Essen. Immer mehr Städte schaffen Parkplätze ab und verwandeln Autospuren in Radwege. Auch in NRW soll Verkehr nachhaltiger werden. Was das bedeutet.
Allen Nachhaltigkeitsversprechen und Klimaschutzvorgaben zum Trotz kann die Metropole Ruhr nicht vom Auto lassen. Fast fünf Millionen Menschen pendeln laut Daten des Statistischen Landesamtes in NRW täglich zur Arbeit, 70 Prozent davon immer noch mit dem eigenen Pkw - aus Bequemlichkeit oder mangels echter Alternativen. Gesucht werden Lösungen für die massiven Verkehrsprobleme im größten Ballungsraum Deutschlands. Doch Antworten darauf scheinen an Rhein und Ruhr ferner denn je.

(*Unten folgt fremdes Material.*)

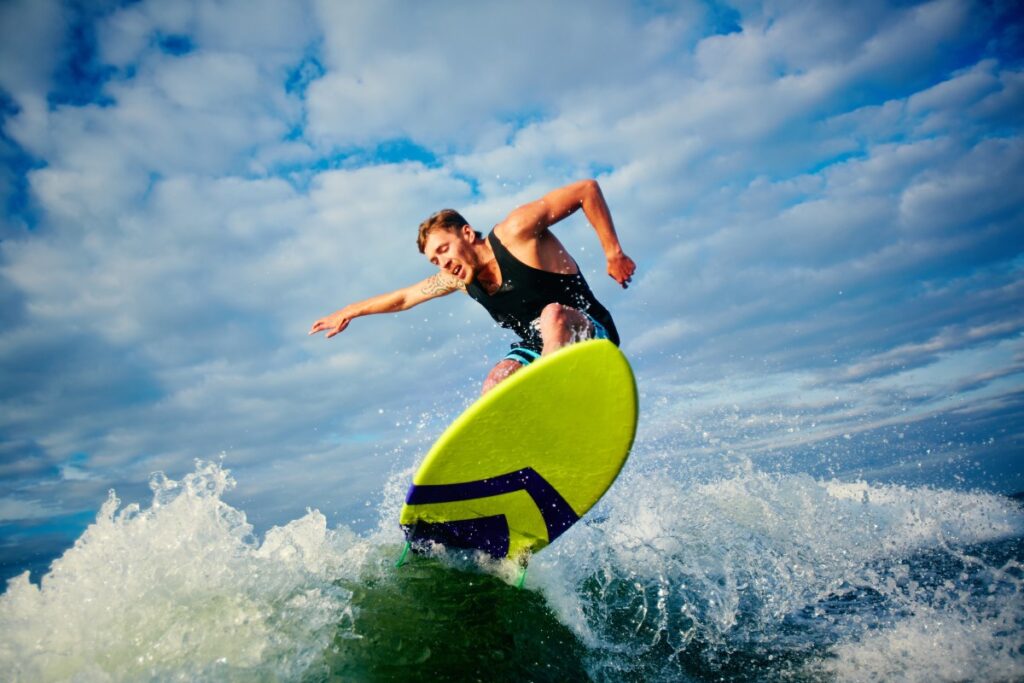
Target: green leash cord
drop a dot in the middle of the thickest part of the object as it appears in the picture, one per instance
(522, 578)
(401, 558)
(404, 552)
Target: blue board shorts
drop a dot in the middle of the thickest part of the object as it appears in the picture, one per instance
(525, 355)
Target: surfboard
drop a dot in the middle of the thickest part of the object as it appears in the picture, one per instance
(529, 458)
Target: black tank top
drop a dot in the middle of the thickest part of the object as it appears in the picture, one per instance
(525, 291)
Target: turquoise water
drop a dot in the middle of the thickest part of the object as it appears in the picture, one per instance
(745, 575)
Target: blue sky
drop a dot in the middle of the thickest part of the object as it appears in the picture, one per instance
(823, 200)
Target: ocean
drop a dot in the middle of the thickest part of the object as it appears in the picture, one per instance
(731, 573)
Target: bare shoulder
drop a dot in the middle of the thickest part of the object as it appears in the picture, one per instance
(524, 223)
(530, 220)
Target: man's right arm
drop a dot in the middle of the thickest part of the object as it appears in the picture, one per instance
(435, 286)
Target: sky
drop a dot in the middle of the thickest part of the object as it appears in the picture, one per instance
(823, 199)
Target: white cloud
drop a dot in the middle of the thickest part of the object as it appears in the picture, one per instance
(823, 187)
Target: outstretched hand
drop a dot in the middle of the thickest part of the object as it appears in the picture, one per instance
(334, 323)
(622, 267)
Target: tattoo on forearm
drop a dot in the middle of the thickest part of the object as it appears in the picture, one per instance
(441, 284)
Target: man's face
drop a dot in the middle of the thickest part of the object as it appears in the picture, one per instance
(452, 252)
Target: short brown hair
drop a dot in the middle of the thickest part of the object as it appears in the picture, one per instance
(445, 219)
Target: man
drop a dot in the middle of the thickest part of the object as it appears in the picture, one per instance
(519, 272)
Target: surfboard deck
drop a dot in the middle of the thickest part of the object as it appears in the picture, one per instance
(528, 459)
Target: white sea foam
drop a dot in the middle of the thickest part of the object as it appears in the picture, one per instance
(180, 591)
(762, 563)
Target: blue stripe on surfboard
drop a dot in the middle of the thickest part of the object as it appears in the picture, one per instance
(558, 515)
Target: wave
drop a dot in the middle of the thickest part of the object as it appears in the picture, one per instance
(744, 575)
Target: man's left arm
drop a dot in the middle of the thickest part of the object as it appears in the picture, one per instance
(531, 219)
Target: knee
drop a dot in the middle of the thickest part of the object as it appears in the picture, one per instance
(499, 373)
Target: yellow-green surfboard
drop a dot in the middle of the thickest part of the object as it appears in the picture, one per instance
(528, 459)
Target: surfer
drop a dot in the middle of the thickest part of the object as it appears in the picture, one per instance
(520, 272)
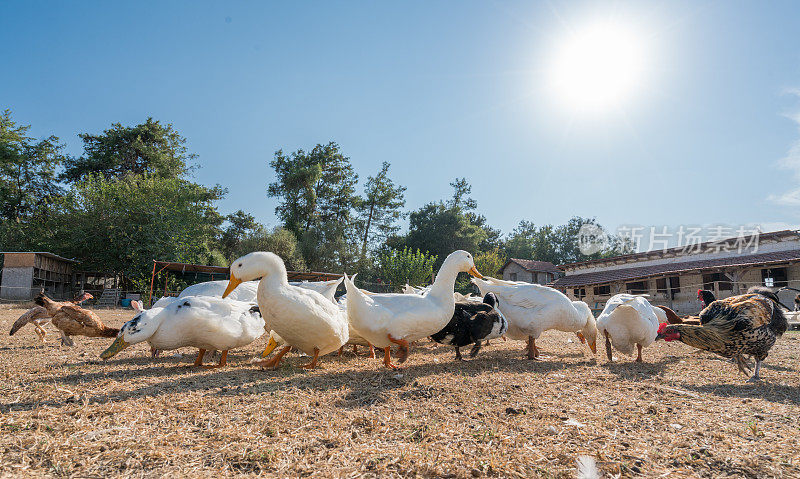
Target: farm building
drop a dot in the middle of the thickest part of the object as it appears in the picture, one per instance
(672, 276)
(26, 273)
(538, 272)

Fünf Millionen pendeln, 70 Prozent mit dem eigenen Auto
Der Ausbau des Öffentlichen Nahverkehrs oder der Radwege scheitert seit vielen an den leeren Kassen der Kommunen oder an einem Straßenverkehrsrecht, vor dessen komplizierten Vorgaben die Verkehrsplaner in den Städten kapitulieren. Die Gründe für den immerwährenden Stau liegen aber auch in einer Verkehrspolitik, die immer noch Autos privilegiert, sagt Mobilitätsforscher Thorsten Koska vom Wuppertal Institut für Klima, Umwelt, Energie. So würde er den Umbau von autogerechten zu menschengerechten Städten anpacken.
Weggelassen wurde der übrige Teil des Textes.